First and foremost, “there is no higher percentage of successful men and women than among the graduates of colleges such as Amherst, Bowdoin, Mt. Holyoke, Swarthmore, Williams, Wellesley, Carleton, Grinnell, Reed, Oberlin, Rice, and perhaps thirty others…”

Second, he noted, the “major private universities such as Harvard, Princeton, Yale, Columbia, Pennsylvania, and Chicago… already have centers of Middle Eastern Studies but which may be suffering from inertia and obfuscated policies.” (In other words, these campuses are likely to be more resistant to Arab influence.)

Third, “programs followed by the prestigious private colleges influence and set examples particularly for state-run educational institutions. If Arab studies became established in them, then public institutions will be encouraged, at public expense, to provide similar facilities.”

“This is a program that will not produce instant results,” the memo concludes. “But with time and patient stewardship it presents great possibilities for the spread of basic understanding of Arab concerns and for the encouragement of a favorable public relations climate in this country.”

A more obvious – and whorish – sales pitch could scarcely be imagined. Happily, Swarthmore’s good sense, its faculty’s alertness, and Jewish vigilance intercepted the solicitation.

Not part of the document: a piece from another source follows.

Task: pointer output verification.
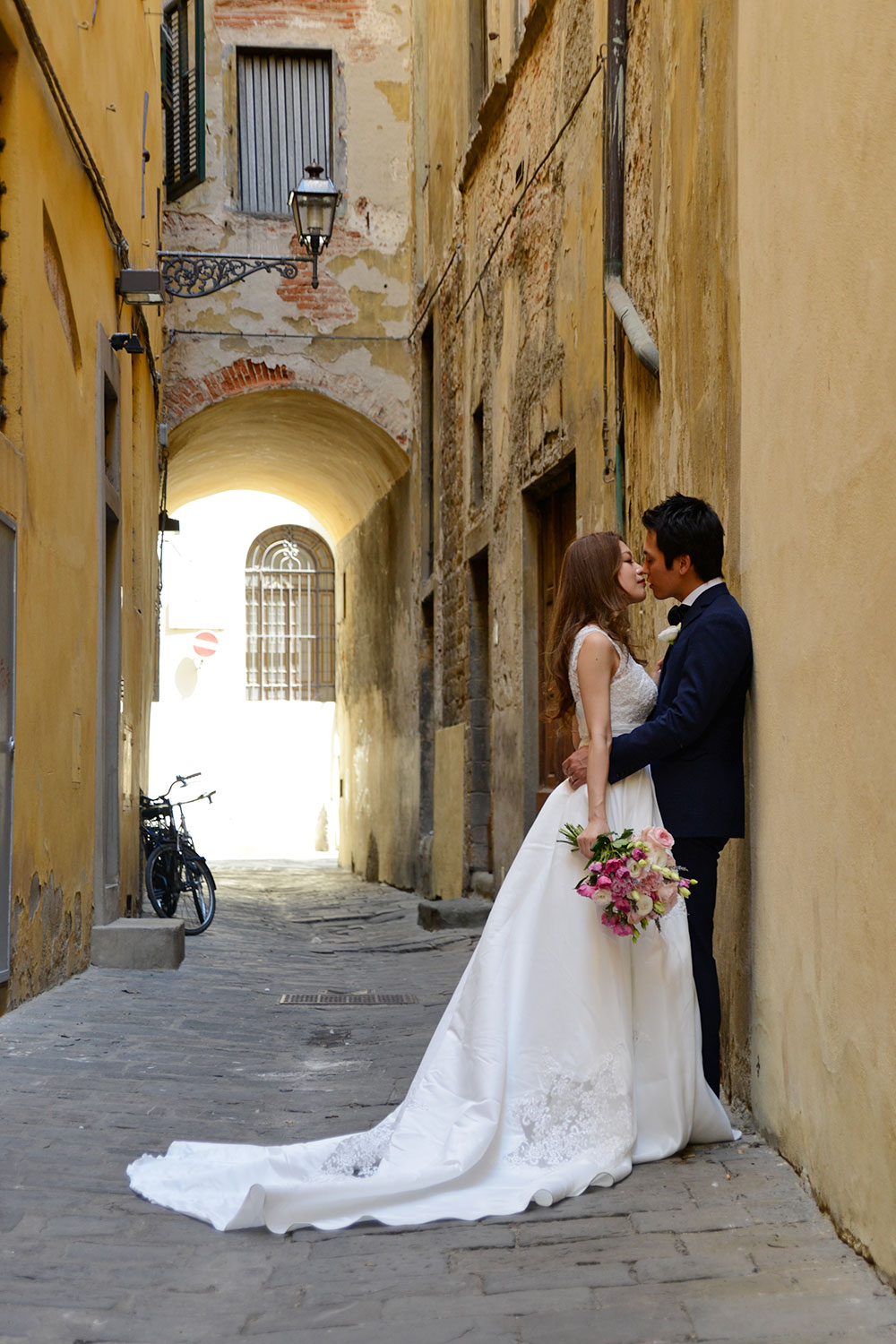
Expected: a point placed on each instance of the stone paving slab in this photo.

How many other universities, faced with financial exigencies, will be tempted to sell themselves in equally degrading ways? With representatives of the Arab states baldly flashing their bankrolls, with universities so adept at rationalizing their own behavior and so imbued with a sense of their incorruptibility the temptation will be – is – substantial.

The problem is serious enough so that it troubles not only Jews. It troubles the more thoughtful scholars in the field as well. Thus, the prominent Middle East specialist at the University of London P.J. Vatikiotis, recently wrote, “The implication of this development for Middle Eastern studies in America cannot be, at this moment, precisely determined or foreseen. The trend, however, suggests that American universities cannot… support Middle Eastern studies in the normal way, this retaining academic control over them. In the meantime, the financing of programs and centers by foreign governments jeopardizes, to say the least, the independence of Middle Eastern studies in America.”

If there is a solution to this problem, it rests, finally, on the moral and ethical sensibility and sensitivity of the American academic community – campus by campus. “We can’t depend on the law to fight off the Arabs,” Israeli Consul Mokabi says. “In most cases, they are doing nothing illegal. Everything happens very subtly. First, money is obtained for development. Then friendly faculty are hired. And then they are replaced with even friendlier staff, and so on. We are counting on moral bulwarks, not legal ones,” says Mokabi.

But moral bulwarks may be inadequate, as recent university experience shows. Continuing vigilance by an attentive public may be a more dependable defense.